Hi Eugene,
many thanks for the deep analysis and patches. We will look at them in
the next weeks (quite busy right now).
We will also try to find a solution to fill the gaps which still remain
since my experience is that if something is "theoretically possible"
then it will occur for sure in real life ;)
Thanks
Michele
Eugene Wu wrote:
> Amendment on my fix:
> TopicHandler: moved destroyTimer check point from "private ArrayList
> timeout()" to "public final void timeout(Object userData)" in order to
> enable the immediate destruction when destroyDelay = 0.
>
> My approach still leaves some gap in order to avoid dead lock:
> After a publishing thread unset the destroyTimer and just began to do
> actual publishing, another publishing thread just finished its job and
> could reset the destroyTimer.
> In my testing, the chance didn't occur, but it's possible
> theoretically. So my approach only reduced the chance but not solved the
> problem completely.
>
>
> Eugene Wu wrote:
>
>> Hi, there:
>>
>> Figured out one cause for the issue. It could happen when a pulishing
>> thread and a timeout thread work on a same TopicHandler instance.
>>
>> For example, after thread A (publishing) retrieved a topicHandler from
>> topicHandlerMap in line 1695 of RoquestBroker:
>> Object obj = topicHandlerMap.get(msgUnit.getKeyOid());
>>
>> the topicHandler's publish method would be invoked. As a synchronized
>> lock on the topicHandler can not be applyed on the whole pubish()
>> method (dead-lock concerns), another thread B (timeout) could get a
>> chance to invoke timeout(Object userData) method of the topicHandler
>> before thread A sets the topicHandler's state to ALIVE. Therefore, the
>> topicHandler could be publishing a message and, at the same time, also
>> could be destroyed, which caused unpredictable results.
>>
>> In my fix (attached), both publishing thread and timeout thread have a
>> check point, in which three things are done to let a slightly ahead
>> thread be able to prevent a slightly behind competing thread from
>> running:
>>
>> 1) Get the lock on the topicHandler (synchronized lock)

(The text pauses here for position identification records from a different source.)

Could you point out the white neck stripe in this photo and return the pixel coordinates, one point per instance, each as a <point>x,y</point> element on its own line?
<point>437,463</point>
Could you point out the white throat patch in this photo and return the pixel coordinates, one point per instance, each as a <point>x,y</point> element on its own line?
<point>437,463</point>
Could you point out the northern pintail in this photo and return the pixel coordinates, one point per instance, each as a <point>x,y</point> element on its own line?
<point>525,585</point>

>> 2) Check if the topicHandler is working with a competing thread. If
>> yes, stop the current thread for timeout or stop using the handler for
>> publishing. Otherwise, goto step 3.
>> 3) Setup a check mark to prevent its competing thread running. The
>> mark must be cleared by the framework in a proper time later on.
>>
>> Here are more detailed scenarios:
>>
>> a) Publishing thread ahead
>> After thread A got the topicHandler, its state will be checked. If
>> it is dead (and should be destroyed now because of a synchronized
>> lock in timeout method), a new TopicHandler will be created. If the
>> retrieved topicHandle is not dead, its destroyTimer will be removed.
>> Later on, thread B will be stoped at the point where it check for the
>> destroyTimer's null value.
>>
>> The destroyTimer will be reset by the framework when the
>> topicHandler is turned to UNREFERENCED.
>>
>> b) Timeout thread ahead
>> After thread B got the topicHandler, it will check for the
>> existence of destroyTimer. If not existed, stop the timeout event.

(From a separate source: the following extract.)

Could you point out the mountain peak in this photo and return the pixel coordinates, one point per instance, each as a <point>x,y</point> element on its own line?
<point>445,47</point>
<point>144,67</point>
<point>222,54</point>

>> Otherwise, the thread will continue. Because of a synchronized lock,
>> it will set the topicHandler as DEAD eventually, which will prevent
>> thread A from using the obsolete handler.
>>
>> A dead topicHandle will be garbage collected. (need to confirm this!)
>>
>>
>> Regards,
>> Eugene
>>
>
> ------------------------------------------------------------------------
>
> Index: org/xmlBlaster/engine/TopicHandler.java
> ===================================================================
> --- org/xmlBlaster/engine/TopicHandler.java (revision 15178)

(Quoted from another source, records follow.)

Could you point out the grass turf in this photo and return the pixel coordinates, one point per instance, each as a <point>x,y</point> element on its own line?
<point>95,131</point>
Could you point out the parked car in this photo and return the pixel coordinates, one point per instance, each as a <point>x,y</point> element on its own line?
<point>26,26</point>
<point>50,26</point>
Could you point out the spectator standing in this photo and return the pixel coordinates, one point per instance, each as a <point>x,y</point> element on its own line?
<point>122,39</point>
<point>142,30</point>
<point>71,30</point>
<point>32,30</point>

> +++ org/xmlBlaster/engine/TopicHandler.java (working copy)
> @@ -1946,6 +1946,14 @@
> return notifyList;
> }
>
> + void unsetDestroyTimer() {
> + if (this.timerKey != null) {
> + log.finer("Unset destroyTimer for TopicHandler:
> "+this.getUniqueKey());
> + this.destroyTimer.removeTimeoutListener(this.timerKey);
> + this.timerKey = null;
> + }
> + }
> +
> /**
> * Merge the message DOM tree into the big xmlBlaster DOM tree
> */
> @@ -2196,8 +2204,16 @@
> * This timeout occurs after a configured delay (destroyDelay) in
> UNREFERENCED state
> */
> public final void timeout(Object userData) {
> - if (log.isLoggable(Level.FINER)) log.finer("Timeout after destroy
> delay occurred - destroying topic now ...");
> - ArrayList notifyList = timeout();
> + if (log.isLoggable(Level.FINER)) log.finer("Timeout after destroy
> delay occurred - destroying topic (oid="+getUniqueKey()+") now ...");
> + ArrayList notifyList = null;
> + synchronized (this) {
> + if (timerKey==null) {
> + log.finer("Ignored timeout event for the timer was unset by a
> publishing thread");
> + return;
> + }
> + notifyList = timeout();
> + }
> +
> if (notifyList != null) notifySubscribersAboutErase(notifyList); //
> must be outside the synchronize
> }
>
> Index: org/xmlBlaster/engine/RequestBroker.java
> ===================================================================
> --- org/xmlBlaster/engine/RequestBroker.java (revision 15178)
> +++ org/xmlBlaster/engine/RequestBroker.java (working copy)
> @@ -1686,6 +1686,7 @@
> // Handle local message
>
> // Find or create the topic
> + boolean newlycreated = false;
> TopicHandler topicHandler = null;
> synchronized(this.topicHandlerMap) {
> if (!msgKeyData.getOid().equals(msgUnit.getKeyOid())) {
> @@ -1695,11 +1696,25 @@
> Object obj = topicHandlerMap.get(msgUnit.getKeyOid());
> if (obj == null) {
> topicHandler = new TopicHandler(this, sessionInfo,
> msgUnit.getKeyOid()); // adds itself to topicHandlerMap
> + newlycreated = true;
> }
> else {
> topicHandler = (TopicHandler)obj;
> }
> }
> +
> + if (!newlycreated && !topicHandler.isAlive()) {
> + log.finer("The topic is not ALIVE, need to check if it is dying
> or not");
> + synchronized(topicHandler) { // wiating if the topicHandler is
> dying.
> + if (topicHandler.isDead()) {
> + log.finer("The topic is DEAD, need to create a new one");
> + topicHandler = new TopicHandler(this, sessionInfo,
> msgUnit.getKeyOid());
> + }
> + else {
> + topicHandler.unsetDestroyTimer(); // to provent the
> topicHandler from being timed out
> + }
> + }
> + }
>
> // Process the message
> publishReturnQos = topicHandler.publish(sessionInfo, msgUnit,
> publishQos);